Magneto-mechanical Coupling in Thermal Amorphous Solids

TL;DR

This paper develops a theoretical framework for understanding magneto-mechanical interactions in thermal amorphous solids, addressing the lack of lattice anisotropy and easy axes present in crystalline materials.

Contribution

It introduces a new theory for the mixed responses of amorphous solids to mechanical and magnetic stimuli, including atomistic models tested on bulk and nano-film samples.

Findings

Predictions of magnetostriction in amorphous materials validated.

Nano-film magnetostriction effects with self-affine interfaces analyzed.
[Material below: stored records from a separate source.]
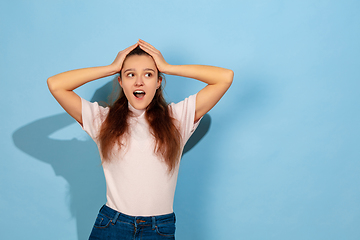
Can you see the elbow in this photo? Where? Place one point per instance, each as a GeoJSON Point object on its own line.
{"type": "Point", "coordinates": [229, 77]}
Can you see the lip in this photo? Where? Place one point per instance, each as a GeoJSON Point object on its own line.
{"type": "Point", "coordinates": [139, 90]}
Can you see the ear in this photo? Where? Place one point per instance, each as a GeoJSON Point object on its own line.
{"type": "Point", "coordinates": [159, 81]}
{"type": "Point", "coordinates": [120, 81]}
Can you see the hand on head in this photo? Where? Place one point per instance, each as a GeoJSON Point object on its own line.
{"type": "Point", "coordinates": [119, 60]}
{"type": "Point", "coordinates": [160, 62]}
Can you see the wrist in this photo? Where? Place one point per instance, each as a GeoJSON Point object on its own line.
{"type": "Point", "coordinates": [169, 70]}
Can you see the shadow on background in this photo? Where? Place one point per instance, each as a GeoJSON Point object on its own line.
{"type": "Point", "coordinates": [78, 162]}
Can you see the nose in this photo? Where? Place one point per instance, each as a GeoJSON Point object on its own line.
{"type": "Point", "coordinates": [139, 81]}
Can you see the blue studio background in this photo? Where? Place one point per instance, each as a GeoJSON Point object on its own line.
{"type": "Point", "coordinates": [277, 158]}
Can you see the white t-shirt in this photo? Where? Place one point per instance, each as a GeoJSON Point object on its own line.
{"type": "Point", "coordinates": [137, 180]}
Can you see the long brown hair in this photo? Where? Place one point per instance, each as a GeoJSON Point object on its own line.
{"type": "Point", "coordinates": [162, 126]}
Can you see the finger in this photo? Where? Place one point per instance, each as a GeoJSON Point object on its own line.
{"type": "Point", "coordinates": [132, 47]}
{"type": "Point", "coordinates": [147, 45]}
{"type": "Point", "coordinates": [149, 50]}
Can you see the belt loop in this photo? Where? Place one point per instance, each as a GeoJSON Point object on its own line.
{"type": "Point", "coordinates": [153, 223]}
{"type": "Point", "coordinates": [115, 217]}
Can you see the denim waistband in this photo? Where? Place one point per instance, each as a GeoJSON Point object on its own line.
{"type": "Point", "coordinates": [137, 220]}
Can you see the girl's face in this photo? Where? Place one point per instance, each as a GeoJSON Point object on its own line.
{"type": "Point", "coordinates": [139, 80]}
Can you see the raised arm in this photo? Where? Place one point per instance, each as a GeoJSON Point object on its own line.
{"type": "Point", "coordinates": [218, 79]}
{"type": "Point", "coordinates": [62, 85]}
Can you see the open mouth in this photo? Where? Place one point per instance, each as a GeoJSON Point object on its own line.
{"type": "Point", "coordinates": [139, 94]}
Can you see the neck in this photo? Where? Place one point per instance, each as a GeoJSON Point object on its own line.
{"type": "Point", "coordinates": [137, 112]}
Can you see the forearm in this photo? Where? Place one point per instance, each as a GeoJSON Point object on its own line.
{"type": "Point", "coordinates": [207, 74]}
{"type": "Point", "coordinates": [75, 78]}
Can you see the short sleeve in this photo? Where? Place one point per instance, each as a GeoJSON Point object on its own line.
{"type": "Point", "coordinates": [93, 116]}
{"type": "Point", "coordinates": [184, 112]}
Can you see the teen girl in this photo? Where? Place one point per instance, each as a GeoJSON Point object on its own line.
{"type": "Point", "coordinates": [140, 137]}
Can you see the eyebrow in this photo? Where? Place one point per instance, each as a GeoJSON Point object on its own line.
{"type": "Point", "coordinates": [133, 69]}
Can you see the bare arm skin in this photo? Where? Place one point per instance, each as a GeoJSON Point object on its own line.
{"type": "Point", "coordinates": [62, 85]}
{"type": "Point", "coordinates": [218, 79]}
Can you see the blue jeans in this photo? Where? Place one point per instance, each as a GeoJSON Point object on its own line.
{"type": "Point", "coordinates": [111, 224]}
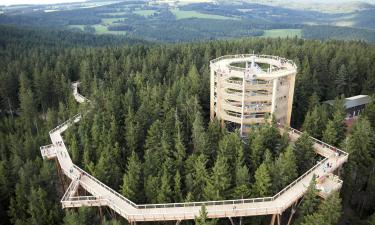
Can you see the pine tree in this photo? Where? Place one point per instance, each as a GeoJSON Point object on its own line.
{"type": "Point", "coordinates": [199, 135]}
{"type": "Point", "coordinates": [40, 209]}
{"type": "Point", "coordinates": [285, 169]}
{"type": "Point", "coordinates": [262, 184]}
{"type": "Point", "coordinates": [341, 80]}
{"type": "Point", "coordinates": [304, 152]}
{"type": "Point", "coordinates": [330, 134]}
{"type": "Point", "coordinates": [329, 212]}
{"type": "Point", "coordinates": [165, 191]}
{"type": "Point", "coordinates": [131, 186]}
{"type": "Point", "coordinates": [219, 181]}
{"type": "Point", "coordinates": [310, 201]}
{"type": "Point", "coordinates": [180, 152]}
{"type": "Point", "coordinates": [196, 177]}
{"type": "Point", "coordinates": [74, 150]}
{"type": "Point", "coordinates": [177, 190]}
Theoretical framework accommodates amorphous structure without easy axes.

Abstract

Standard approaches to magneto-mechanical interactions in thermal magnetic crystalline solids involve Landau functionals in which the lattice anisotropy and the resulting magnetization easy axes are taken explicitly into account. In glassy systems one needs to develop a theory in which the amorphous structure precludes the existence of an easy axis, and in which the constituent particles are free to respond to their local amorphous surroundings and the resulting forces. We present a theory of all the mixed responses of an amorphous solids to mechanical strains and magnetic fields. Atomistic models are proposed in which we test the predictions of magnetostriction for both bulk and nano-film amorphous samples. The application to nano-films with emergent self-affine free interfaces requires a careful definition of the film 'width' and its change due to the magnetostriction effect.